A perfect analogy is when one calculates the EV of hitting, which includes the collection of optimal decisions(hit, stand) on the 10 child sequences.

 

[assume_R]

That is not how optimum post-split strategy actually works. As i have mentioned there is not one ev value for split2 and split3 when finding post split optimal strategy that is because you have gazillion possibilities. Let me give an example

...

With fixed strategies you wouldn't have this problem and you only get one value for split2 and one value for split3. However as shown in the above split2 and split3 for post-split optimal strategy is ill-defined without knowing the composition of the split hands meaning. In other words, if i have 8,8 vs 9
I cannot determine a single value for split2, however if we have
8,2,8 on first split hand and 8,8 on second split hand vs a dealer's 9 . I CAN calculate a unique split2 EV.

...

For this exact reason I chose to make my CA use a fixed strategy. I don't understand the whole point of calculating optimal strategies if they won't ever be used. I know you said once it's about knowing the "optimal EV" of a game, but again, shouldn't our CA help us in reality in some way?

I can see if a person is willing to learn 2CD strategies, then maybe that could be implemented.... but I don't use 2CD strategies, and I don't know anybody else who does. Everybody I know uses fixed TD strategies, or count-based TD strategies (i.e. indices), or n-card-TD strategies (which my CA handles for Spanish).

So why go through all the trouble of programming it otherwise? Is it just an exercise in theory with no practical application? Or is there some other end-goal which possibly require the use of optimal strategies?

 

[MangoJ]

That is not how optimum post-split strategy actually works. As i have mentioned there is not one ev value for split2 and split3 when finding post split optimal strategy that is because you have gazillion possibilities. Let me give an example

so we have a 8,8 vs 9.
so we split the hand,

we get a deuce on the first eight,

we have an 8,2 , now we need to find the optimal playing decision (hit, stand, double (if DAS is allowed)), taking into account the 8 on the hand as well as dealer's 9, optimal decision in this case is to double, so we double and we get a 9 ,first hand is now 8,2,9.
Now we have to play the second hand, we have an 8, and we get another 8
so we now 8,8 on second hand. We need to find the optimal strategy for second hand (hit, stand, double (if DAS is allowed), split (ie split 2)) taking into account the cards seen from first hand (8,2,9) as well as dealer's 9. Splitting (resplitting , split2, whatever you want to call it) would be the optimal decision however the VALUE of EV will not be unique because it will depend on the cards dealt to the first hand, so for instant had we gotten 8,2,2 on the first hand, we would have had a different value for split2 EV.

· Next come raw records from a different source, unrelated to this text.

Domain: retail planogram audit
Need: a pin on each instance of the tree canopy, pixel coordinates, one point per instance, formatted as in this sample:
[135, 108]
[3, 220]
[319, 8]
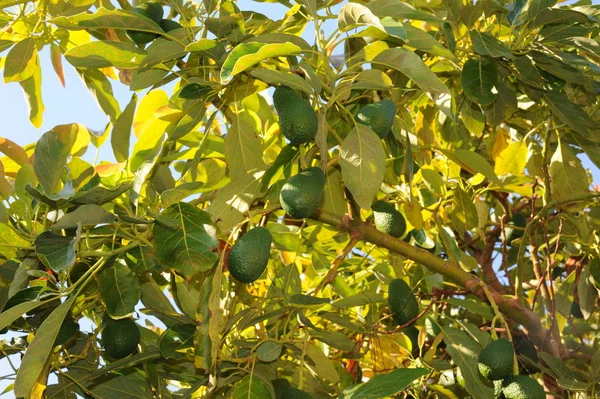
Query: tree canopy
[414, 193]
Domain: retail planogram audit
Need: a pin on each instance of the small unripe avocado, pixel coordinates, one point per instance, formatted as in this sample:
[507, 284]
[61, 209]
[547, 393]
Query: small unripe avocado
[249, 256]
[388, 220]
[120, 338]
[167, 25]
[378, 116]
[301, 195]
[518, 220]
[294, 393]
[403, 303]
[522, 387]
[297, 118]
[151, 10]
[496, 360]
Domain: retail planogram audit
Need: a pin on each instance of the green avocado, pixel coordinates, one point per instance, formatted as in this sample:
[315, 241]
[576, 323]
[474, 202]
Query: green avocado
[120, 338]
[297, 118]
[522, 387]
[151, 10]
[249, 256]
[388, 220]
[167, 25]
[294, 393]
[495, 361]
[378, 116]
[518, 220]
[403, 303]
[301, 195]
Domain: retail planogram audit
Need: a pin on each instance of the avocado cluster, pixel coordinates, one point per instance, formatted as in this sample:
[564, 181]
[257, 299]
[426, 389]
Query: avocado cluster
[153, 11]
[297, 119]
[301, 195]
[495, 363]
[403, 303]
[249, 256]
[378, 116]
[388, 220]
[120, 338]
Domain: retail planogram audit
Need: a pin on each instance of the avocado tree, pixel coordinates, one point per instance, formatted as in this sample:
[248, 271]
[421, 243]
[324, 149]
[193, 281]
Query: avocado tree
[360, 200]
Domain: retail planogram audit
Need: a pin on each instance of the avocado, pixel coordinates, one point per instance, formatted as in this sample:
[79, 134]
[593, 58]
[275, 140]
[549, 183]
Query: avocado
[151, 10]
[297, 119]
[280, 385]
[301, 195]
[495, 361]
[522, 387]
[517, 220]
[120, 338]
[167, 25]
[403, 303]
[294, 393]
[378, 116]
[249, 256]
[388, 220]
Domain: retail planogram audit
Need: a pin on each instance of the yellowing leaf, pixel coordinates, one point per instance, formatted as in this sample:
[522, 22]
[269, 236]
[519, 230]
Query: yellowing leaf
[512, 159]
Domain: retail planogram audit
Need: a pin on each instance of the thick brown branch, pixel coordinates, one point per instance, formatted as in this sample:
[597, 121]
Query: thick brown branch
[512, 308]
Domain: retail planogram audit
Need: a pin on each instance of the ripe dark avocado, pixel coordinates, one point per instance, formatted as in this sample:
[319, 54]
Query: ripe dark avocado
[120, 338]
[294, 393]
[297, 118]
[301, 195]
[522, 387]
[495, 361]
[250, 254]
[388, 220]
[403, 303]
[518, 220]
[150, 10]
[167, 25]
[378, 116]
[280, 385]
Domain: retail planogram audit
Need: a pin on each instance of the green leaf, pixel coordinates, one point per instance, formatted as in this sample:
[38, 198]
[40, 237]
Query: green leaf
[567, 176]
[232, 202]
[51, 153]
[251, 387]
[246, 55]
[38, 351]
[105, 53]
[414, 68]
[103, 18]
[243, 149]
[120, 291]
[399, 10]
[87, 215]
[486, 44]
[22, 61]
[101, 89]
[362, 159]
[185, 239]
[269, 351]
[274, 77]
[384, 385]
[512, 160]
[464, 352]
[176, 340]
[479, 77]
[473, 163]
[32, 88]
[121, 133]
[55, 251]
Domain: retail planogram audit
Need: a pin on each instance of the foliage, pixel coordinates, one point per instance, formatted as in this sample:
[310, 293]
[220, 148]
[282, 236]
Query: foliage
[496, 102]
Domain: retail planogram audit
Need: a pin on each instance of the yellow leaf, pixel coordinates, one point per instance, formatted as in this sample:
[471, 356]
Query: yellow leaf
[512, 160]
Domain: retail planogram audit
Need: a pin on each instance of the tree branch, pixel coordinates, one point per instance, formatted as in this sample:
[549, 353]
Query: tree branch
[512, 308]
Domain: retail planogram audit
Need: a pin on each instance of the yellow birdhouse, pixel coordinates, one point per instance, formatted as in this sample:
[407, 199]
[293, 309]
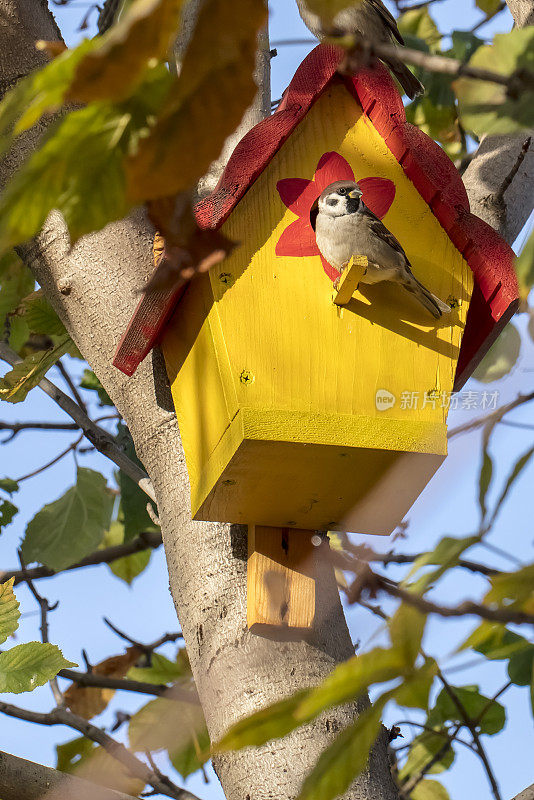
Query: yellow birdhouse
[305, 400]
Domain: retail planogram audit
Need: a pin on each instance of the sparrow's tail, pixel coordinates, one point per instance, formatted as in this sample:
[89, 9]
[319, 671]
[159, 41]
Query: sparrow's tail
[432, 303]
[411, 85]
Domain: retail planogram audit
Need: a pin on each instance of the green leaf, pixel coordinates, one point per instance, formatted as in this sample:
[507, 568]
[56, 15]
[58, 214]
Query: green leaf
[133, 511]
[501, 358]
[84, 758]
[464, 44]
[126, 568]
[406, 629]
[447, 554]
[216, 83]
[495, 641]
[492, 714]
[513, 589]
[7, 512]
[71, 527]
[162, 670]
[71, 754]
[8, 485]
[269, 723]
[489, 6]
[514, 475]
[430, 790]
[524, 267]
[350, 680]
[28, 373]
[423, 750]
[40, 317]
[414, 690]
[27, 666]
[117, 62]
[485, 108]
[80, 158]
[179, 728]
[192, 755]
[9, 610]
[521, 666]
[90, 381]
[343, 760]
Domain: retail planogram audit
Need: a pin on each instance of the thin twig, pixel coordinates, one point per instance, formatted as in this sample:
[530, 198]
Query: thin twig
[471, 726]
[70, 383]
[45, 608]
[499, 194]
[99, 437]
[503, 615]
[150, 540]
[17, 427]
[51, 463]
[148, 649]
[138, 769]
[177, 693]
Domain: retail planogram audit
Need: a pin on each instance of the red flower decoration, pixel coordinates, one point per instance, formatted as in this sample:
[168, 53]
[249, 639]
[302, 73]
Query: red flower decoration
[299, 195]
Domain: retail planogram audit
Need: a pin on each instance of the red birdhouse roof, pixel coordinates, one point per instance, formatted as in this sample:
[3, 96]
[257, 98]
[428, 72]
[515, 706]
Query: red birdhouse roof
[495, 294]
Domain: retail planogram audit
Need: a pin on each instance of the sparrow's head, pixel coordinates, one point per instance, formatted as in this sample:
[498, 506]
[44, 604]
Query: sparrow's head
[341, 197]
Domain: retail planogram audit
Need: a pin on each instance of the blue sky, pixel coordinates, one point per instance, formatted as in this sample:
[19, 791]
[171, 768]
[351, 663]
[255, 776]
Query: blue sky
[448, 506]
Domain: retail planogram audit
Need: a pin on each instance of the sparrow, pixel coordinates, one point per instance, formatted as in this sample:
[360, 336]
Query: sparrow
[371, 20]
[345, 227]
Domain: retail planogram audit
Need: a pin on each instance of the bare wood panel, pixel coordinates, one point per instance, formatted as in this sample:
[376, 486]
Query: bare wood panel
[280, 580]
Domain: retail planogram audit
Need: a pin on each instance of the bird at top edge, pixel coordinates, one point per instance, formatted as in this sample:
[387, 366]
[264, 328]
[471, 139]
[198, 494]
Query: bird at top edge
[371, 20]
[346, 228]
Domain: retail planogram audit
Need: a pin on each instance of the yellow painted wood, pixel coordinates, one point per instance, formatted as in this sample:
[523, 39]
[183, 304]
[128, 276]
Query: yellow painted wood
[276, 387]
[351, 276]
[280, 581]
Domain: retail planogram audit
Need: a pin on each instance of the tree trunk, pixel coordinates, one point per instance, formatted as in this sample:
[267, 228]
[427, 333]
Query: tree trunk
[92, 287]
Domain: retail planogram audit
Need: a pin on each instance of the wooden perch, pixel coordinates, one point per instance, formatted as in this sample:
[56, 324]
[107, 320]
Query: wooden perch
[348, 282]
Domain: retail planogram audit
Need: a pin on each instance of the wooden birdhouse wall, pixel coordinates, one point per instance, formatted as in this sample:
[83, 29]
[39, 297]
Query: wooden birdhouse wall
[275, 386]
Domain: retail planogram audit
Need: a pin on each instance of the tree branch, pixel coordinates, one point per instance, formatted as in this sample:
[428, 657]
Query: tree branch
[98, 437]
[495, 160]
[150, 540]
[24, 780]
[138, 769]
[503, 615]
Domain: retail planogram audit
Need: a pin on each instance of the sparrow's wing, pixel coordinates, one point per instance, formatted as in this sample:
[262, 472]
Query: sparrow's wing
[388, 18]
[380, 230]
[406, 278]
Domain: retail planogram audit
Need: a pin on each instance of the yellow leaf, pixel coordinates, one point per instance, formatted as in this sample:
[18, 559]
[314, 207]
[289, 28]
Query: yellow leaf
[116, 65]
[89, 701]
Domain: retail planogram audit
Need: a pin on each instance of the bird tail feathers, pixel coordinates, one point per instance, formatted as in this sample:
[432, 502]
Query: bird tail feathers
[411, 85]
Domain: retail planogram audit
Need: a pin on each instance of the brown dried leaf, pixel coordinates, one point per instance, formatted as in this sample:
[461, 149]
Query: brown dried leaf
[89, 701]
[181, 249]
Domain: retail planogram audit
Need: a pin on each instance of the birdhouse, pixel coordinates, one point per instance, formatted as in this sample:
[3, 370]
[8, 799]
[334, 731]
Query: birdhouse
[303, 401]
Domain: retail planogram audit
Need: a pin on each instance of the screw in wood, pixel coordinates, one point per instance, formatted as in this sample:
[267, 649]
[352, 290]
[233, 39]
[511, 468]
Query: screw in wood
[246, 377]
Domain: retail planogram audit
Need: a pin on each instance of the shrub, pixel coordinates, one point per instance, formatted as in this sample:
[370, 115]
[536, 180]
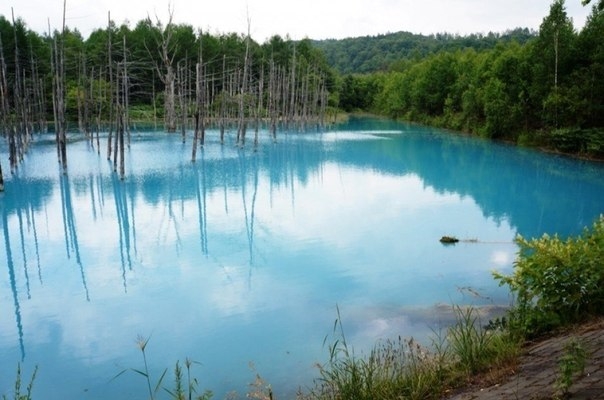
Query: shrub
[557, 281]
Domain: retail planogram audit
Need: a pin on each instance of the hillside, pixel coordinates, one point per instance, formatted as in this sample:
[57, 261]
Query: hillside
[377, 53]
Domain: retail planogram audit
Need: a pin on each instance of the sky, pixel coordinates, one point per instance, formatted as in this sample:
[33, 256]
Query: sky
[314, 19]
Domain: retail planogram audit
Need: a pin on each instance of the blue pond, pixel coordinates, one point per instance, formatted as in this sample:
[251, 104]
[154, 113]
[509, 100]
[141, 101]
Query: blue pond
[240, 260]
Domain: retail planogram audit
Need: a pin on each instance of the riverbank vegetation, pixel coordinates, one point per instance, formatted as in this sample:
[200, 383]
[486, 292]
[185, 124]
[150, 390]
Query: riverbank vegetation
[555, 282]
[544, 90]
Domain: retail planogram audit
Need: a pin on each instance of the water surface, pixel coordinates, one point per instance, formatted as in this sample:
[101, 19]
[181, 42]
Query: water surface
[240, 259]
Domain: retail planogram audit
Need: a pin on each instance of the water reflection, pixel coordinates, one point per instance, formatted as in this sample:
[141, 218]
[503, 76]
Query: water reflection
[258, 246]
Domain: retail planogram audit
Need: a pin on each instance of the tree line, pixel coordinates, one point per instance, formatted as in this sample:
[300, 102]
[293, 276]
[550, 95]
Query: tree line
[542, 88]
[547, 92]
[170, 75]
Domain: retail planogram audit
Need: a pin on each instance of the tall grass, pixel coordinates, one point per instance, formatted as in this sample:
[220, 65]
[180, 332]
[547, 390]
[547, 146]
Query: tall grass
[404, 369]
[17, 394]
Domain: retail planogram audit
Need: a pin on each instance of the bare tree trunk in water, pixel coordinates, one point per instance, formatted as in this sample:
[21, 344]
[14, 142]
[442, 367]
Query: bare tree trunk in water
[244, 81]
[110, 65]
[223, 101]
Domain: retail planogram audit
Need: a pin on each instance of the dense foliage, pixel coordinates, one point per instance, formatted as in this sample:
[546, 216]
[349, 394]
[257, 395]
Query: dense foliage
[557, 281]
[548, 91]
[370, 54]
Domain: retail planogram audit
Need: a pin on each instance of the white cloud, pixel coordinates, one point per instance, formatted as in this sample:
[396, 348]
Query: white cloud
[315, 19]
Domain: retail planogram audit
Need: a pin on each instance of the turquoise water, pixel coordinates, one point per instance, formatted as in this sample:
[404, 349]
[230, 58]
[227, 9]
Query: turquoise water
[239, 260]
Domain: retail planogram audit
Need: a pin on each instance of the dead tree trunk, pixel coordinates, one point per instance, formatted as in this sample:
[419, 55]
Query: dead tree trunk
[223, 101]
[110, 89]
[243, 92]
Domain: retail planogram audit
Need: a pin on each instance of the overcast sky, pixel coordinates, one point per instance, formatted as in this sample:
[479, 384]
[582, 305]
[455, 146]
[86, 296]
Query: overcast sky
[315, 19]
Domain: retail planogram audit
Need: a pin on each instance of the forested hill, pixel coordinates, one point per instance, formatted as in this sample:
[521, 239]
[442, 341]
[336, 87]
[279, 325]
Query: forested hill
[377, 53]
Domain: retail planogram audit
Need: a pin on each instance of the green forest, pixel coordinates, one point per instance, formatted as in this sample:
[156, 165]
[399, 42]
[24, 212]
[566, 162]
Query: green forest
[540, 88]
[544, 89]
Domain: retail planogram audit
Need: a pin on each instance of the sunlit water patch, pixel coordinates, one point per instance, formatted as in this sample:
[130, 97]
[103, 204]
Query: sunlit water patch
[240, 259]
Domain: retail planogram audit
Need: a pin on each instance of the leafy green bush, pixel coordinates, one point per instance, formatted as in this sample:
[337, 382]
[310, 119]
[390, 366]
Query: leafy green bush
[557, 281]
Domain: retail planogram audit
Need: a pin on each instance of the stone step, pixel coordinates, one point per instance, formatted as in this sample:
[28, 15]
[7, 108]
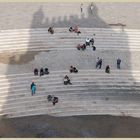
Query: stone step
[101, 72]
[90, 107]
[111, 30]
[87, 86]
[30, 100]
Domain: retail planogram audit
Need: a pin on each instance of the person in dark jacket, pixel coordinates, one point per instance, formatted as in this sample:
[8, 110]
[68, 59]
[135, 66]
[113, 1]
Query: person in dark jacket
[41, 72]
[67, 80]
[107, 70]
[35, 71]
[118, 63]
[33, 88]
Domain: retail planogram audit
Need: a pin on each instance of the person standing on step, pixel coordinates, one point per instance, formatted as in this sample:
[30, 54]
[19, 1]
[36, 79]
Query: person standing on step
[107, 70]
[100, 63]
[97, 62]
[33, 88]
[81, 7]
[91, 8]
[41, 72]
[118, 63]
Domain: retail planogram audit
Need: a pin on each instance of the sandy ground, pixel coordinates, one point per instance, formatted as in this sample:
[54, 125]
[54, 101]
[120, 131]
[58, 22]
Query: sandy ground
[79, 126]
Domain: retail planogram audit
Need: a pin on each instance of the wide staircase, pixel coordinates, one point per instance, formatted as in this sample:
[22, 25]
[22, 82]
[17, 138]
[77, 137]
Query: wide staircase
[93, 92]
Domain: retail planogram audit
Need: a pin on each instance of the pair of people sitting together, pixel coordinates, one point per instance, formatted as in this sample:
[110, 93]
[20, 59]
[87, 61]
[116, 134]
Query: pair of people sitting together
[51, 30]
[81, 47]
[89, 41]
[107, 70]
[73, 69]
[53, 99]
[74, 29]
[42, 71]
[67, 80]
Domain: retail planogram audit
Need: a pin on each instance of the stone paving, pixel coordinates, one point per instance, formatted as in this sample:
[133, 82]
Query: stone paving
[21, 15]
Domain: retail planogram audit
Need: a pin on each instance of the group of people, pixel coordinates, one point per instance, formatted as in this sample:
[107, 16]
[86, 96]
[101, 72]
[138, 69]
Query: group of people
[52, 99]
[42, 71]
[88, 42]
[51, 30]
[75, 30]
[107, 69]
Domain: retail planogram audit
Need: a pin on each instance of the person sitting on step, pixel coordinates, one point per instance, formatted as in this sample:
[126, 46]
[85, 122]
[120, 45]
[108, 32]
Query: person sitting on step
[87, 42]
[83, 47]
[71, 29]
[46, 71]
[107, 70]
[73, 69]
[76, 30]
[67, 80]
[41, 72]
[92, 41]
[35, 71]
[51, 30]
[55, 100]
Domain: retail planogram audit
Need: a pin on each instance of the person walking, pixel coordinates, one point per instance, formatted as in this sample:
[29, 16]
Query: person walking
[107, 70]
[33, 88]
[81, 7]
[91, 8]
[100, 63]
[118, 63]
[97, 62]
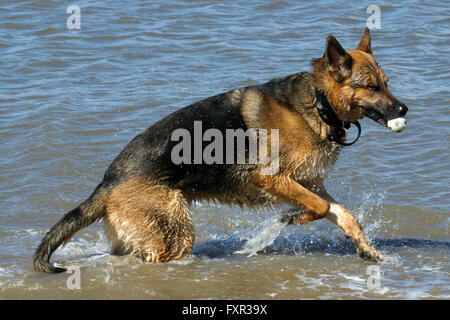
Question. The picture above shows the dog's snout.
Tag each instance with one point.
(401, 109)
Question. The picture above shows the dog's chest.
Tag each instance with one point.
(313, 165)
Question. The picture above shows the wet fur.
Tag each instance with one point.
(144, 197)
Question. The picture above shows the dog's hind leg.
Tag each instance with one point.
(148, 220)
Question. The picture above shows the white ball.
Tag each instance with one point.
(397, 124)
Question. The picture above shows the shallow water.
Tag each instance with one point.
(70, 100)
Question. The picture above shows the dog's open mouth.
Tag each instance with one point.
(396, 125)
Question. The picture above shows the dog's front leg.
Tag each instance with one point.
(288, 190)
(351, 227)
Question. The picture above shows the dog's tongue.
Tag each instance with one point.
(397, 124)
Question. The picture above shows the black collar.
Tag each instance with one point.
(338, 126)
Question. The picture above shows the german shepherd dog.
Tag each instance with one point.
(144, 197)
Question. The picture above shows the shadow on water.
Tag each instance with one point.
(294, 245)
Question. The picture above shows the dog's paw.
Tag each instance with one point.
(371, 254)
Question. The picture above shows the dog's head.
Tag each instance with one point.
(356, 85)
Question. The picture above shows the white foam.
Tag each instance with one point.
(271, 230)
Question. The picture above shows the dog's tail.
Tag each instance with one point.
(86, 213)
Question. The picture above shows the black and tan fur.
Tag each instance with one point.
(144, 197)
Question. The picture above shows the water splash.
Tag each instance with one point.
(270, 231)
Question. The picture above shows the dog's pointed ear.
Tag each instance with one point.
(338, 61)
(364, 44)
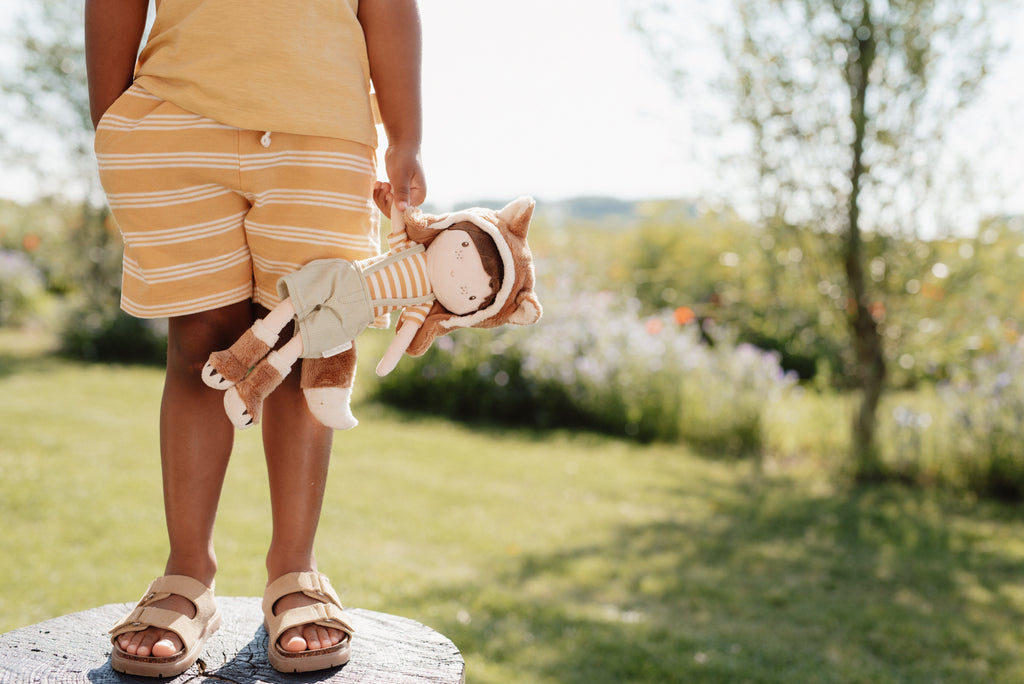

This is correct, but not much of a "problem" in terms of concept, but only from computational effort and time. You "just" cycle recursively (or by any other method) through all first hands, and for evaluation of "stand" you don't convolute against dealer probabilities, but you just cycle then through the next hand (for each standing first hand, taking into account cards consumed by first hand). If the computational effort for a single hand (with no split allowed) is N, then for no resplit (split1) it is N². Likewise for any deeper levelit is N³ (split2) and N^4 (split3).

This is the thing to do if you want optimum play EV. With proper caching technique not only on dealer, but also on player hands, the deepest hand can be precomputated, which reduces the problem to N³, which is doable nowadays.

I don't think optimal strategy is in any way ill-defined. Sure it is costly to compute, but far from impossible.